Bystanders may get the feeling that farmers and aggies are playing the role of Chicken Little. For decades, fear mongering has made headlines, repeating concerns of aging farmers, disappearing farmland, low crop prices, rising input costs, climate change, droughts, farm bankruptcy, and regulatory pressure.

I know first-hand that agriculture is a business and farm families will experience these cycles. As newlyweds, my husband and I had big plans for our farm. We rented our 200 acres of dryland wheat from family and set out on our plan to expand our tiny operation as we worked full-time.

For three years, we farmed our small crop and tried to buy or rent a few more acres to so we could make a living. We were fortunate – and unfortunate – to farm during the highest wheat prices on record. The 2012 drought tightened the supply and escalated all crop prices. For many this was their boom – for us this was our exit ticket. Land prices became unaffordable and unavailable. Everybody wanted to farm and as recent college graduates we did not have a big enough checkbook to compete with more established investors and farmers to expand our operation.

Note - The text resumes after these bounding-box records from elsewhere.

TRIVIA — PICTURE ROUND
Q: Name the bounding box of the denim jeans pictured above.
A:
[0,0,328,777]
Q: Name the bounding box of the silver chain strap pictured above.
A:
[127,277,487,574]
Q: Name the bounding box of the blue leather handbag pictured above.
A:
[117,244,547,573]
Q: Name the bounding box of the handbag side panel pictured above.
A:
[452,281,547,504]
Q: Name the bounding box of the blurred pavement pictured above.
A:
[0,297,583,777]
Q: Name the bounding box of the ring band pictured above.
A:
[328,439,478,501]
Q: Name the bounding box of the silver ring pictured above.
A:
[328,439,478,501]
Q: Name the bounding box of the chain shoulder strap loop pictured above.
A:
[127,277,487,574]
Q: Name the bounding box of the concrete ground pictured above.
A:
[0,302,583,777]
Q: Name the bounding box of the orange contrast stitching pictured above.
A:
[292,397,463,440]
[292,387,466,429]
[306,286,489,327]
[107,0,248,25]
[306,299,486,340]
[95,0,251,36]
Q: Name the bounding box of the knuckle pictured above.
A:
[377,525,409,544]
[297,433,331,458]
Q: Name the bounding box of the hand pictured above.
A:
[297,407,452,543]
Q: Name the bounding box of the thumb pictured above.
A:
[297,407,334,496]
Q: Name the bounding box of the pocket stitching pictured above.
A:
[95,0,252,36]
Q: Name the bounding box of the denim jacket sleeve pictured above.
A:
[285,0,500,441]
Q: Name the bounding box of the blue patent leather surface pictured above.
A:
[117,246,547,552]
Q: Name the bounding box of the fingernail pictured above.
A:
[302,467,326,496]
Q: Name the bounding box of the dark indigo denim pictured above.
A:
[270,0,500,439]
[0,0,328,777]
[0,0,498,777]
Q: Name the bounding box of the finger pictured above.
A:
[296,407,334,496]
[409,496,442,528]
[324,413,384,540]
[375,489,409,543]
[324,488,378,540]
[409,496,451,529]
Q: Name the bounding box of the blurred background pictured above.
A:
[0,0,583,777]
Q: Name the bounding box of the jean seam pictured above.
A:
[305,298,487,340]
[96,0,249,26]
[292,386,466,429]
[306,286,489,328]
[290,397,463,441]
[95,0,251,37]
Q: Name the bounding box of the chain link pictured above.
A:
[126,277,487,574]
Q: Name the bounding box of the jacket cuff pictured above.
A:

We moved on and into the city, still working in agriculture, but no longer on the farm as we had planned. We were victims of circumstance and in every boom and bust cycle there are people on both sides.

On February 13, 2017, the U.S. Department of Agriculture forecasted that American farm incomes will drop by 9% in the coming year. As the Wall Street Journal noted, this is fourth year of the steepest slide since the Great Depression. However, the doomsday scenario is shortsighted. Four years ago, American farmers experienced record farm incomes for three years previous. It was the boom of the century and those that were cautious and frugal will likely survive the current downturn.

In Washington state, our agriculture story is more hopeful than the rest of the nation. The most recent data indicates that Washington ranks sixth in net farm income. Our farms are more profitable and our crop diversity that relies on more than one product provides resiliency to our market place. Also, on a national level our farmland values are holding better than they did in the 80s and chances of a similar dip are unlikely.

There are cases this year in Washington of family farms going out of business, especially in wheat country. Random weather patterns, outdated wheat-quality tests, and challenging trade policies discounted wheat prices to Great Depression levels.

Multiple experts say there will be many of these family farms going out of business this year. This is a sad but inevitable fact of farming through “booms” and “busts.” However, there are many policy choices Washington state and the nation are making that focus on the Chicken Little scenarios instead of the actual causes of farming instability.

Many of our policy choices promote the preservation of dysfunctional farms, like subsidies which favor large farms and excessive regulations which disproportionately target smaller farmers.

Smoothing access to trade markets, removing farm support payments which favor large farms, decreasing reliance on “conservation” programs which deter retiring farmers from selling their land to beginning operators, and removing ineffective and redundant policies will make it more affordable and easier for the American farmer to survive our newest “bust.”